13. A fundus image detection apparatus, the apparatus comprising:

a second vector acquisition module, configured to acquire a third feature vector based on the first feature vector and the second feature vector, where the third feature vector is used to indicate a difference between the first feature vector and the second feature vector;

The image classification module is used for splicing the first feature vector, the second feature vector and the third feature vector to obtain a fourth feature vector corresponding to the group of fundus images; inputting the fourth feature vector into a first full connection layer, and mapping the fourth feature vector into a two-dimensional vector by the first full connection layer; taking the label indicated by the two-dimensional vector as a label corresponding to the group of fundus images, wherein the label is a fundus image of glaucoma or a fundus image of glaucoma; outputting labels corresponding to the group of fundus images; the method comprises the steps of,

the right eye label determining module is used for inputting the second feature vector into a third full-connection layer, and determining a right eye label corresponding to the second image based on an output result of the third full-connection layer.

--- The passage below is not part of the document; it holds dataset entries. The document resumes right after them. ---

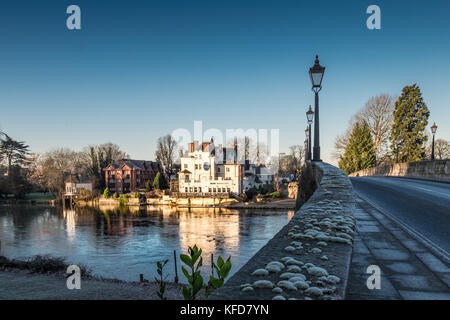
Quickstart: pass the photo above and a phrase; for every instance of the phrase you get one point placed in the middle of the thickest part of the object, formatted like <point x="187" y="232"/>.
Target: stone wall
<point x="437" y="170"/>
<point x="310" y="257"/>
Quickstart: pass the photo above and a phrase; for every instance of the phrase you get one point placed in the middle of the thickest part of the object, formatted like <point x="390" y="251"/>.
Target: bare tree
<point x="15" y="152"/>
<point x="441" y="149"/>
<point x="378" y="113"/>
<point x="166" y="153"/>
<point x="50" y="169"/>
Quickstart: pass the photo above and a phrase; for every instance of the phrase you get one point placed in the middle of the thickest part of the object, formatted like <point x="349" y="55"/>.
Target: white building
<point x="206" y="168"/>
<point x="256" y="176"/>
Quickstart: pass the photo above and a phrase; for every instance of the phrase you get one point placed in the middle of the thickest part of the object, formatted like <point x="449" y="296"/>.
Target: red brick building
<point x="130" y="175"/>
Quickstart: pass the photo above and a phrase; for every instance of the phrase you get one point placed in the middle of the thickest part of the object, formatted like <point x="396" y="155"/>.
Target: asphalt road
<point x="421" y="206"/>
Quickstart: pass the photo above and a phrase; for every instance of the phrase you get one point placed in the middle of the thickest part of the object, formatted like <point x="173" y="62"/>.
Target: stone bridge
<point x="310" y="257"/>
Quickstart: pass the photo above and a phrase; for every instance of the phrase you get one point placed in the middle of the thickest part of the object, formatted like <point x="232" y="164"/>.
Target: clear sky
<point x="140" y="69"/>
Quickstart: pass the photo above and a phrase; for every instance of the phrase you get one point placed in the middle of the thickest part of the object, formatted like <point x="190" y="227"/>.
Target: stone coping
<point x="436" y="170"/>
<point x="310" y="257"/>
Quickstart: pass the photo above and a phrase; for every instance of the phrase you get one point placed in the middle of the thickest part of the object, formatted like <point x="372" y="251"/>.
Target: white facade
<point x="206" y="169"/>
<point x="257" y="176"/>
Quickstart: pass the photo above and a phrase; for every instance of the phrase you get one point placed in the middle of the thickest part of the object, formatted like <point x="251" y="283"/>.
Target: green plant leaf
<point x="219" y="262"/>
<point x="186" y="259"/>
<point x="186" y="274"/>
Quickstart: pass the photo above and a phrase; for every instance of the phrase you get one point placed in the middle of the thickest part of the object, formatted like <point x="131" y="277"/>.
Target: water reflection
<point x="121" y="242"/>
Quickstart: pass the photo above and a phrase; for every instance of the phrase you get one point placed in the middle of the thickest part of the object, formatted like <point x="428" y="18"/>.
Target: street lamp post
<point x="316" y="75"/>
<point x="433" y="131"/>
<point x="310" y="118"/>
<point x="307" y="155"/>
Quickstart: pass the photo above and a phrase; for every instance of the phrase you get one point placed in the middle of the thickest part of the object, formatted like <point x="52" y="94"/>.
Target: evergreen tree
<point x="359" y="153"/>
<point x="408" y="137"/>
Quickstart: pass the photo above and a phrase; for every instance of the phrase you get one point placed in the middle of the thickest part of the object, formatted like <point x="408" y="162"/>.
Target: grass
<point x="41" y="264"/>
<point x="39" y="196"/>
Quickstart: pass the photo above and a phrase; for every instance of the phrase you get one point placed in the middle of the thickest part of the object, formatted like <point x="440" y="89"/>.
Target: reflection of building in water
<point x="70" y="217"/>
<point x="210" y="229"/>
<point x="290" y="215"/>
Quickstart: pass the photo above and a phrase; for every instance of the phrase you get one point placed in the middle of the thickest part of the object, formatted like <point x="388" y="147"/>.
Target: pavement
<point x="402" y="227"/>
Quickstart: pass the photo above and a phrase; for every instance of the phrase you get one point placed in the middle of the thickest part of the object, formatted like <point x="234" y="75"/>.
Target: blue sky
<point x="140" y="69"/>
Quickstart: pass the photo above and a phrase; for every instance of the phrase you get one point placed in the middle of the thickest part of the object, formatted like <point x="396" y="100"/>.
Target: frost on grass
<point x="277" y="290"/>
<point x="294" y="268"/>
<point x="248" y="290"/>
<point x="316" y="250"/>
<point x="302" y="285"/>
<point x="288" y="275"/>
<point x="289" y="248"/>
<point x="317" y="271"/>
<point x="287" y="285"/>
<point x="293" y="261"/>
<point x="263" y="284"/>
<point x="314" y="292"/>
<point x="298" y="277"/>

14. The apparatus of claim 13, wherein the image acquisition module is to:

15. The apparatus of claim 14, wherein the image acquisition module is to:

16. The apparatus of claim 13, wherein the first vector acquisition module is configured to:

17. The apparatus of claim 16, wherein the first feature extractor and the second feature extractor are of the same parameters.

18. The apparatus of claim 13, wherein the second vector acquisition module is to:

19. A computer-readable storage medium having stored therein at least one program code loaded and executed by a processor to perform the operations performed by the fundus image detection method of any of claims 7 to 12.